Labeling Your Emotions
Sometimes it’s difficult for people to understand just how important it is to label your emotions accurately. In fact, some people may feel as though it’s not okay to feel certain emotions. And others may struggle to understand what they’re feeling which can lead to emotional outbursts. Being able to accurately label how you’re feeling in the moment may be a crucial part of coping with your emotions in a healthy and effective way. When you feel comfortable labeling your emotions, you can understand exactly what you’re feeling and make the decision to cope in a helpful way instead of acting out in self destructive ways.
Empathizing with Others
This book can also help you understand and empathize with those around you. If you’re going to all these “places” in a single day, you can likely imagine that those around you are also traveling to many different places as well. Atlas of the Heart not only helps you understand the different emotional places you go, but it also helps you understand how to empathize with the places others are at as well. The ending of Atlas of the Heart demonstrates the importance of empathizing with others around you. Understanding your own emotions is the first step in understanding and empathizing with the emotions of those around you.
Sharing Your Emotions
Not only is it important to be able to understand your own emotions, it’s also important to be able to share those emotions with others. This doesn’t mean that you need to break down and cry in front of others when you’re sad–although it’s totally okay to do that if that’s your style. However, being an emotionally mature person means that you’re able to tell others how you’re feeling and what you need. Some people don’t feel the need to cry when they’re sad and would rather be left alone. That’s okay too! But if you’re feeling sad and need some space, you need to be able to communicate that with those around you.
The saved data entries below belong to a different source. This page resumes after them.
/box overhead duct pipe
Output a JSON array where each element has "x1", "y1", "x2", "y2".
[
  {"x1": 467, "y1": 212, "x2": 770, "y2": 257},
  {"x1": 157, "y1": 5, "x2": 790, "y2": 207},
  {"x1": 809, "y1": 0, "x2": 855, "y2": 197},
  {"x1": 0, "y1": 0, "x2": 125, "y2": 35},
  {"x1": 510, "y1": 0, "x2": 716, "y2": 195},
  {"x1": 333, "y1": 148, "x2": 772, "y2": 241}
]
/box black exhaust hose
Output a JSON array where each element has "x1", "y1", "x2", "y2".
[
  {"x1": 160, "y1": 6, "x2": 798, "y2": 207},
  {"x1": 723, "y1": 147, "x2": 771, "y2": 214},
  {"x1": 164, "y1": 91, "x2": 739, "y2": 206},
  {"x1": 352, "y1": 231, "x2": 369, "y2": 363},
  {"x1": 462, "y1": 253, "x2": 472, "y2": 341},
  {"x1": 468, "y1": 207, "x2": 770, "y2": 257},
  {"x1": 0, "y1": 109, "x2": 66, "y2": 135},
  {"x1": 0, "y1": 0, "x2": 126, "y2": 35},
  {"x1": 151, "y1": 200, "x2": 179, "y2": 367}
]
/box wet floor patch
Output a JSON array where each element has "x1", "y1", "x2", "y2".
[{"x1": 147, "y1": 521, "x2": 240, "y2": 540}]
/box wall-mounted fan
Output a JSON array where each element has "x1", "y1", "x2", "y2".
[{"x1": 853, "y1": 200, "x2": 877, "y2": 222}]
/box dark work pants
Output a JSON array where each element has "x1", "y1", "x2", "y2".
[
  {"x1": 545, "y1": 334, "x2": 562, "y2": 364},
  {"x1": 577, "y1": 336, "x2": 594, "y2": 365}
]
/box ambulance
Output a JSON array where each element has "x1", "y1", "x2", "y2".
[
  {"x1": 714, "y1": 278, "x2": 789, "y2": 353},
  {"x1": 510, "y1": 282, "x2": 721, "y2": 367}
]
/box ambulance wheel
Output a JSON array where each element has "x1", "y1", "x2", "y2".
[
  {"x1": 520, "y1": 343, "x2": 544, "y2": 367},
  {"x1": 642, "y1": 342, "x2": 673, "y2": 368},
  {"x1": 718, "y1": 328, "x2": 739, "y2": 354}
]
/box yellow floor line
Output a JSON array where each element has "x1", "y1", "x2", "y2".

The end of Atlas of the Heart is without a doubt the most impactful part of the book: when we understand what we’re feeling, we can understand what others are feeling and foster connection. When someone chooses to be vulnerable and share their feelings with you, it’s important to listen. You may not understand everything they’re saying, and they likely don’t expect you to understand it all, but these moments are the time to cultivate human connection. Atlas of the Heart is all about connecting with others through understanding the places other people are currently in. When you don’t understand how someone is feeling, you can build human connection by asking questions to show that you’re invested in understanding what they’re going through right now.
Improving Your Understanding of You
Self-help has such a negative connotation in the present day: nobody wants to be a person who needs to read a self-help book. But, perhaps, maybe we’re all the sort of people who need to read a self-help book. In this life, we’re all in it together; we’re all struggling with something. If it’s normal to struggle, shouldn’t it be normal to make an attempt to improve? If you’re looking to improve your understanding of all the places the human heart goes, Atlas of the Heart may be just the book for you. As previously mentioned, we’re all in this together. So why not make an effort to connect with others on a deeper level?